In BMC Cancer this week, researchers at the University of Manitoba report on the effect of transglutaminase 2 phosphorylation on NF-kappaB, Akt, and PTEN expression. TG2 and its phosphorylation have been found to be upregulated in many cancer cell types, the team says. For this study, the researchers used embryonic fibroblasts from TG2-null mice to determine the effects of the phosphorylation on NF-kappaB, Akt, and PTEN, and found that the activation of protein kinase A in native TG2 overexpressing fibroblasts from the TG2-null mice resulted in an increased activation of NF-kappaB and Akt phosphorylation, compared to empty vector transfected control cells, and a downregulation of PTEN. "These effects were not observed in MEFtg2-/- cells overexpressing m[utant]-TG2," the team writes. "Furthermore, Akt activation correlated with the simultaneous activation of NF-kappaB and a decrease in PTEN suggesting that the facilitatory effect of TG2 on Akt activation occurs in a PTEN-dependent manner." This suggests that blocking TG2 phosphorylation may cause an attenuation of NF-kappaB activation and PTEN downregulation in TG2 overexpressing cancers, they add.
Researchers in Spain compare the anti-cancer effects of fatty-acid synthase inhibitors C75 and (-)-epigallocatechin-3-gallate in a model of lung cancer in BMC Cancer this week.

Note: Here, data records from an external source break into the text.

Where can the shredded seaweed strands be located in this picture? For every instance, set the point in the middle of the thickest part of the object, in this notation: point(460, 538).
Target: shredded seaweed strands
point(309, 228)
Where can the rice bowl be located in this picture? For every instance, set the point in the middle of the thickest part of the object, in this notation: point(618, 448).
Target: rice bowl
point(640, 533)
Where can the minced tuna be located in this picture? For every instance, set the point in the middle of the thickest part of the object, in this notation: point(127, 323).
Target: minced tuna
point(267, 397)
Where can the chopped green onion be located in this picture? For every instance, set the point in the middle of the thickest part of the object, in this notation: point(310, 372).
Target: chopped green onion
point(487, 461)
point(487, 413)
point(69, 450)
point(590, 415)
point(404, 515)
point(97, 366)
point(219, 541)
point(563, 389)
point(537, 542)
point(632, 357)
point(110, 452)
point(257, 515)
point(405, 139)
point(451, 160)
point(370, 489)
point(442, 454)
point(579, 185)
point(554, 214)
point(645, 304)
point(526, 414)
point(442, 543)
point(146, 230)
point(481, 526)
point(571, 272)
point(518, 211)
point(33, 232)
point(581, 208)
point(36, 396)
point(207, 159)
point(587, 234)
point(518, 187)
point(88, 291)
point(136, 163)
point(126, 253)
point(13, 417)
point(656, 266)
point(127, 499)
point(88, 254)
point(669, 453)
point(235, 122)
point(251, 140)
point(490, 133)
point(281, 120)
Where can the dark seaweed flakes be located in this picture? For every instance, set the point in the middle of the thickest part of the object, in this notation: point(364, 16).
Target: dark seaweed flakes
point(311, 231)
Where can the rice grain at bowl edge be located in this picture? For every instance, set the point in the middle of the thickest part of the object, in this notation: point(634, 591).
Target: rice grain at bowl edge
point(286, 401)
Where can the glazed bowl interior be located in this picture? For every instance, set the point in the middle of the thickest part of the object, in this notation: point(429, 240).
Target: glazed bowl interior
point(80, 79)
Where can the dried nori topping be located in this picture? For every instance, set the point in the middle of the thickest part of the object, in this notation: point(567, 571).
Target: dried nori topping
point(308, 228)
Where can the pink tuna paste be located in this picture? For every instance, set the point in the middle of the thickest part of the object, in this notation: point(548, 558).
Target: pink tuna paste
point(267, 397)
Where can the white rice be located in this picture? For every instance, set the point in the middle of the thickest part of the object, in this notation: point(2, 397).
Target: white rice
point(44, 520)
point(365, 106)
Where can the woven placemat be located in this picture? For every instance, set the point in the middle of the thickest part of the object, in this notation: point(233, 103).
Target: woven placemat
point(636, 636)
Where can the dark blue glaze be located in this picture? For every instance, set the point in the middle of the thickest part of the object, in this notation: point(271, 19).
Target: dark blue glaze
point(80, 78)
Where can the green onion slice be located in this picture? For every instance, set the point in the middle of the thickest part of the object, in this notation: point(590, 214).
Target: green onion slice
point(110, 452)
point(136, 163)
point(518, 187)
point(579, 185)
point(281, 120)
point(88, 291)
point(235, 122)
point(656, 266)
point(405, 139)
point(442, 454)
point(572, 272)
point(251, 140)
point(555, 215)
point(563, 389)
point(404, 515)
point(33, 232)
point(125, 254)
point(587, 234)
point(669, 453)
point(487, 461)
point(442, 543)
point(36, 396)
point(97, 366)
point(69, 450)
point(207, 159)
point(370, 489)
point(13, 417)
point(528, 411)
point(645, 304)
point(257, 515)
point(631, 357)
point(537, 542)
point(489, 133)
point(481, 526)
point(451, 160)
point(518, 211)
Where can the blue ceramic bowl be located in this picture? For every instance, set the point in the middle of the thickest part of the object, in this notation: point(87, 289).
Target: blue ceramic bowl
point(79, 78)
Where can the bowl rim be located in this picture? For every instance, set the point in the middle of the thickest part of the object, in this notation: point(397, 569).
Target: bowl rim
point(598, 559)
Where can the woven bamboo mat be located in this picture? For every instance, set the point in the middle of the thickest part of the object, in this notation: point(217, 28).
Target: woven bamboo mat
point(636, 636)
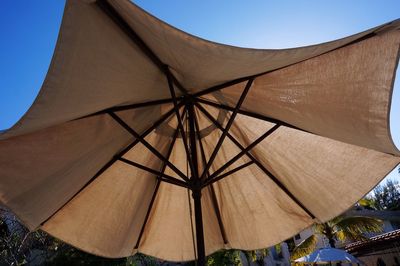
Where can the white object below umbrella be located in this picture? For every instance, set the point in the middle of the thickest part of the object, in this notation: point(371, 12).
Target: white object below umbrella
point(328, 255)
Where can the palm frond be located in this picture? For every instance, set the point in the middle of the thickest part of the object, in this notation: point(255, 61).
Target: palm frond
point(305, 247)
point(354, 228)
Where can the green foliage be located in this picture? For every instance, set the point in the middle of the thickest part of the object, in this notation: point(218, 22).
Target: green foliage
point(305, 247)
point(225, 257)
point(19, 246)
point(387, 196)
point(340, 228)
point(257, 255)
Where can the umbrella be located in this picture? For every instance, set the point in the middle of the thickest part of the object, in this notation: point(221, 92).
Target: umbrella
point(328, 255)
point(146, 139)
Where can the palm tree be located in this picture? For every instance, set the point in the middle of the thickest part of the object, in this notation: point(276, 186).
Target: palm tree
point(340, 228)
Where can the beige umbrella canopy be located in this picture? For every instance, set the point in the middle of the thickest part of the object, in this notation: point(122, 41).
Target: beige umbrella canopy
point(136, 120)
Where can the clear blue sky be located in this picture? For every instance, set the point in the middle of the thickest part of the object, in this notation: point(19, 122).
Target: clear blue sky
point(29, 31)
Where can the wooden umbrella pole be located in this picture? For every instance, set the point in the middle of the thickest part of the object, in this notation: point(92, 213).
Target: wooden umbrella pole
point(196, 187)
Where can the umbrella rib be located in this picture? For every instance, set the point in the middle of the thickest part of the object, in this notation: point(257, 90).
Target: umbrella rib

The team evaluated the action of C75 and EGCG on FASN, cellular proliferation, apoptosis, and cell signaling in vitro as well as their anti-tumor effects in a mouse model, and found that both inhibitors have comparable effects in blocking FASN activity. However, they also found that EGCG had no significant effect on the activity of CPT enzymes, the rate-limiting enzyme of fatty acid beta-oxidation, while C75 stimulated CPT up to 130 percent. "Treating lung cancer cells with EGCG or C75 induced apoptosis and affected EGFR-signaling," the authors write. "While EGCG abolished p-EGFR, p-AKT, p-ERK1/2 and p-mTOR, C75 was less active in decreasing the levels of EGFR and p-AKT. In vivo, EGCG and C75 blocked the growth of lung cancer xenografts but C75 treatment, not EGCG, caused a marked animal weight loss." This suggests that EGCG may be a candidate for pre-clinical development, they add.

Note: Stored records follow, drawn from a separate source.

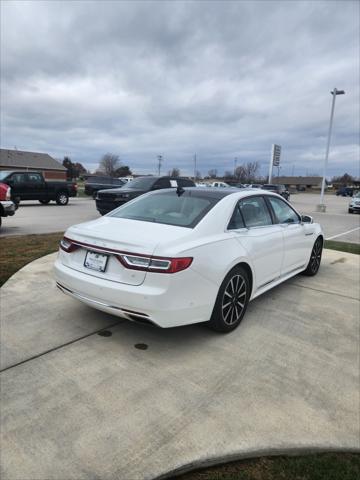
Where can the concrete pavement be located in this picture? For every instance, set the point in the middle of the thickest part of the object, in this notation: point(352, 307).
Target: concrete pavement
point(77, 405)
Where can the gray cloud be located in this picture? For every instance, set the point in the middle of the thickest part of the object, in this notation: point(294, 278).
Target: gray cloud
point(222, 79)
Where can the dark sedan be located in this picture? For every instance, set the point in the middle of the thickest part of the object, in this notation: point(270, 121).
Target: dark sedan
point(96, 183)
point(107, 200)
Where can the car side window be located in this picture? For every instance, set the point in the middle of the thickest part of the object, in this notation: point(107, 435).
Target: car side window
point(255, 212)
point(34, 178)
point(283, 212)
point(184, 182)
point(161, 183)
point(236, 220)
point(18, 178)
point(116, 181)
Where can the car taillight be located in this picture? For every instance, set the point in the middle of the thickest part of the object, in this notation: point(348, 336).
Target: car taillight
point(154, 264)
point(67, 245)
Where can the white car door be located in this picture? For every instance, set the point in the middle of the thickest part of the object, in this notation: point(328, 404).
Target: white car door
point(297, 238)
point(262, 239)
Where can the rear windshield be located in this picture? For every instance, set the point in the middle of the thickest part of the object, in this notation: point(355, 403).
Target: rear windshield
point(167, 207)
point(142, 183)
point(99, 180)
point(4, 174)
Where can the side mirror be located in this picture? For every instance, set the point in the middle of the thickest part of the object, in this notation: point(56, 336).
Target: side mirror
point(306, 219)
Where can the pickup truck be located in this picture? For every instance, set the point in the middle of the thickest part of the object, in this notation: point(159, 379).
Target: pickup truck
point(32, 186)
point(7, 207)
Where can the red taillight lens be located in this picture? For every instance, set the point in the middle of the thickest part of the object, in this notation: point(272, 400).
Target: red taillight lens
point(67, 245)
point(154, 264)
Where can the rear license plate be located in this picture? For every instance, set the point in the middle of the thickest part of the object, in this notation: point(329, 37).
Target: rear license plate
point(96, 261)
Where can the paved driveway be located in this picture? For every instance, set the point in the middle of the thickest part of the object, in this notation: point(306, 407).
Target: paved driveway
point(32, 217)
point(78, 405)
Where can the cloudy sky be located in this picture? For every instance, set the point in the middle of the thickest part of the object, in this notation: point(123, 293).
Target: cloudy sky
point(223, 79)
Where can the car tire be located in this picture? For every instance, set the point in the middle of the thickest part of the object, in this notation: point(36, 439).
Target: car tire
point(315, 258)
point(62, 198)
point(231, 301)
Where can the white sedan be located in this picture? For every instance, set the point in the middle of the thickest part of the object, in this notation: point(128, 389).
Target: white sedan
point(175, 257)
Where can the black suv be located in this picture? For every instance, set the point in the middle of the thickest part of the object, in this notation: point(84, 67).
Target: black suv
point(93, 184)
point(107, 200)
point(280, 189)
point(345, 191)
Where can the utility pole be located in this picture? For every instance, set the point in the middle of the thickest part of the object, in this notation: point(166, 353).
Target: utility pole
point(322, 207)
point(160, 160)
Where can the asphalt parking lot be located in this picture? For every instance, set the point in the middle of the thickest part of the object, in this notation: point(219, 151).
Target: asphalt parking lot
point(32, 217)
point(78, 404)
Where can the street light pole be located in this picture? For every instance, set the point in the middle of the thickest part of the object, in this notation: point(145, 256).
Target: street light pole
point(160, 159)
point(322, 206)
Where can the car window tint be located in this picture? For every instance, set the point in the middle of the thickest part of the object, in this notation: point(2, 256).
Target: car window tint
point(236, 220)
point(167, 207)
point(162, 183)
point(283, 212)
point(255, 212)
point(184, 182)
point(18, 178)
point(34, 178)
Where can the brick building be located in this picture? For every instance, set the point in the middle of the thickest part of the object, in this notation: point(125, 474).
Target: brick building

Finally in BMC Cancer this week, researchers in Sweden report on their validation of podocalyxin-like protein as a biomarker of poor prognosis in patients with colorectal cancer. Using tissue microarrays with tumor samples from a retrospective cohort of 270 colorectal cancer patients and a prospective cohort of 337 colorectal cancer patients, the team found that high PODXL expression was significantly associated with unfavorable clinicopathological characteristics. In the retrospective cohort, high expression was associated with a significantly shorter five-year overall survival, and in the in the prospective cohort, it was associated with shorter time to recurrence and shorter disease-free survival. "The results further underline the potential utility of PODXL as a biomarker for more precise prognostication and treatment stratification of CRC patients," the authors write.